A space of bounded functions from a set $X$ to a metric space $Y$ is itself a metric space, with distance defined by $$d(f,g):= \underset{x \in X}{\sup} \hspace{1mm} d_Y(f(x),g(x))$$
QuestionS:
1) Is the distance function $d(f,g)$ is the same as $d_Y$? If it is not the same, then is $d_Y$ is any arbitrary distance function as long as it satisfies the axioms of the metric? Wonder if someone could explain this with an example.
2) Is uniform convergence an inherent property of the above distance function $d(f,g)$?
3) Lastly, in the inequality below, does the notation $d_Y(f_n(x),f_m(x))$ means that its convergence depends on $x$ while $d(f_n,f_m) $ does not depend on $x$?
$$d_Y(f_n(x),f_m(x)) \le d(f_n,f_m) \rightarrow 0$$
Thank you!
I think you are mainly just confused about what $d_Y$ means. Here $(Y,d_Y)$ is a metric space, so $d_Y$ denotes the distance function of $Y$. This distance function is fixed as soon as you say "$Y$ is a metric space".
So $d$ and $d_Y$ are totally different kinds of objects: the inputs to $d_Y$ are elements of $Y$, while the inputs to $d$ are functions $X\to Y$.
I don't really know what your second question is supposed to mean, but convergence with respect to this metric $d$ is the same thing as uniform convergence. That is, if $(f_n)$ is a sequence of functions $X\to Y$ and $f$ is some other function $X\to Y$, then $(f_n)$ converges to $f$ with respect to the metric $d$ iff $(f_n)$ converges uniformly to $f$.

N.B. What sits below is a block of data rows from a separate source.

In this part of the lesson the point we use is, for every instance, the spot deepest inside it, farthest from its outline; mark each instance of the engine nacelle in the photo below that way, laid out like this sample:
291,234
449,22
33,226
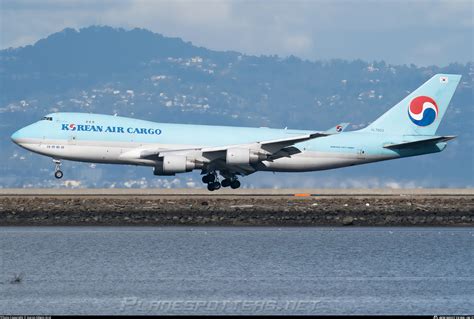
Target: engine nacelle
172,164
242,156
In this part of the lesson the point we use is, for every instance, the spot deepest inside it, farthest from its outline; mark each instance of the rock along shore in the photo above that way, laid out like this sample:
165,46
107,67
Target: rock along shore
250,208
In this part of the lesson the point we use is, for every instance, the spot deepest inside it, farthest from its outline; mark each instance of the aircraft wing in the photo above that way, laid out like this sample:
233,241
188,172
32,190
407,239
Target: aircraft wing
215,157
271,146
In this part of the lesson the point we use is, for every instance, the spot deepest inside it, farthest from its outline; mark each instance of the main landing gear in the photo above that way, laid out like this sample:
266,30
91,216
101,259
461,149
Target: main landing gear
212,181
58,173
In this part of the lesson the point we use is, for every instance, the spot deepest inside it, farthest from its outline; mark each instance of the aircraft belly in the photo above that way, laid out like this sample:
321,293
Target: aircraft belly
311,162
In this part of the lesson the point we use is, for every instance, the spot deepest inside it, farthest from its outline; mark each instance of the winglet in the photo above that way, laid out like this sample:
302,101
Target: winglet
337,129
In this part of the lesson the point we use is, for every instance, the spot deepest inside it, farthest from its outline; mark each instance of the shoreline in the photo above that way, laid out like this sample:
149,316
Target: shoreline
123,207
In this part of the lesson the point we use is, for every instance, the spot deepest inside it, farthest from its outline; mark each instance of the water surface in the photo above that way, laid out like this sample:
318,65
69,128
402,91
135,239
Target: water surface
151,270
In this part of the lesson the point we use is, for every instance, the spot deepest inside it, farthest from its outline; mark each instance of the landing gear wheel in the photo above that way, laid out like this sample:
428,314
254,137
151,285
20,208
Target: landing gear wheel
213,186
226,182
209,178
58,174
235,184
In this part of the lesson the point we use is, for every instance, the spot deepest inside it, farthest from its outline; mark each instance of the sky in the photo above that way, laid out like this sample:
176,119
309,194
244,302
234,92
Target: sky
398,32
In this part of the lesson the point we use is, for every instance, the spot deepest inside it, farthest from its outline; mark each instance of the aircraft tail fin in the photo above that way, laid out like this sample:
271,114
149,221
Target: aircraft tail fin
421,112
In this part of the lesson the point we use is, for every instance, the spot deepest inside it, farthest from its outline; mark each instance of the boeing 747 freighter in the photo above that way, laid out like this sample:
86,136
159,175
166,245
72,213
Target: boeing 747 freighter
223,153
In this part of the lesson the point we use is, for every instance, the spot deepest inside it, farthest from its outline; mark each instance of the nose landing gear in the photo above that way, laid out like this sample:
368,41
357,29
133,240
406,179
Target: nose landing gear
57,170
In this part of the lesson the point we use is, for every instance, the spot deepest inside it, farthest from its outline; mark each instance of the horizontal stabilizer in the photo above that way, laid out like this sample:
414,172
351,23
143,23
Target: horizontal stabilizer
420,143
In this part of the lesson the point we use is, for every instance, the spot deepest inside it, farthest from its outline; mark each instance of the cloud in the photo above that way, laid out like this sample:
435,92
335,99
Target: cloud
422,32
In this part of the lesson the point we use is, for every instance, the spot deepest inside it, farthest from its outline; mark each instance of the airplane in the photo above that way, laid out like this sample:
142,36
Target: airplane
224,153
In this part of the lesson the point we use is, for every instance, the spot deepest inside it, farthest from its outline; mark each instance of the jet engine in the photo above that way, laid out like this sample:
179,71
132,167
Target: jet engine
172,164
243,156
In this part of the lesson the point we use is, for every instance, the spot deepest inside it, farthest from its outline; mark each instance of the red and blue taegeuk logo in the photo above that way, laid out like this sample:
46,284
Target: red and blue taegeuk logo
423,110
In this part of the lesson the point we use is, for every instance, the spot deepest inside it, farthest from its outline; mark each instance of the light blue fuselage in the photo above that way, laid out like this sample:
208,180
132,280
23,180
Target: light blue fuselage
108,139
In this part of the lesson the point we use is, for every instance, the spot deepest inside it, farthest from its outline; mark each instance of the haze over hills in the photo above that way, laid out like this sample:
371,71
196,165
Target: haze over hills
145,75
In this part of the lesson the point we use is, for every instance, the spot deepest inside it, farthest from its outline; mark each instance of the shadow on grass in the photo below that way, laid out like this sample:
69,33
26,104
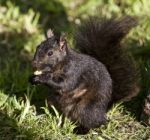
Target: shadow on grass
10,130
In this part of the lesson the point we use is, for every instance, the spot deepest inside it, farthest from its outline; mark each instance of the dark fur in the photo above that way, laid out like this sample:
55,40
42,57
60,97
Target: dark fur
86,85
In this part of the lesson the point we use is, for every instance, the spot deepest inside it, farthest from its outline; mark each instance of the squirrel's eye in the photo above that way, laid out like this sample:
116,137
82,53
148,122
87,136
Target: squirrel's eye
50,53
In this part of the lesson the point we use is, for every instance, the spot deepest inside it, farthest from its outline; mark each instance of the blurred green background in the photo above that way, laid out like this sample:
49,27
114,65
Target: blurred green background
23,24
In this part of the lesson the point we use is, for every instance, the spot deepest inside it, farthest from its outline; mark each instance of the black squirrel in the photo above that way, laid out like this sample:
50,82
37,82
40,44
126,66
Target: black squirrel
88,82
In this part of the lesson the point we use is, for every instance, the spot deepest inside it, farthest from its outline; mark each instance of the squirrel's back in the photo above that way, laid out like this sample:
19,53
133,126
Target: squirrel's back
101,39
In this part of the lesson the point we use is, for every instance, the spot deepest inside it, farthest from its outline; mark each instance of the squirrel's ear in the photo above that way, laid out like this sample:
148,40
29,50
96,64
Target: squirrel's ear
49,33
63,42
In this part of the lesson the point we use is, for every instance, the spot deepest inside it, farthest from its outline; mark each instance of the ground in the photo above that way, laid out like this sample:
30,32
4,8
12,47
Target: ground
24,113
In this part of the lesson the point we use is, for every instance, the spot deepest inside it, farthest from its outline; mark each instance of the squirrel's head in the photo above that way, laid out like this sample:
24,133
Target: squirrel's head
50,52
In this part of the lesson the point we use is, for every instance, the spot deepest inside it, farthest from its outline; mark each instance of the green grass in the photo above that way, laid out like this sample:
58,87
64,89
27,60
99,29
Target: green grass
24,113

For your last question, I again don't really know what you mean. The notation $$d_Y(f_n(x),f_m(x)) \le d(f_n,f_m) \rightarrow 0$$ is really a juxtaposition of two statements: the statement that $d_Y(f_n(x),f_m(x)) \le d(f_n,f_m)$ and the statement that $d(f_n,f_m) \rightarrow 0$. These two statements together (assuming the first is true for all $n$ and $m$) imply that $d_Y(f_n(x),f_m(x))\to 0$ as well. Here $f_n(x)$ and $f_m(x)$ are points of $Y$ (depending on a choice of a specific point $x\in X$), while $f_n$ and $f_m$ are entire functions $X\to Y$.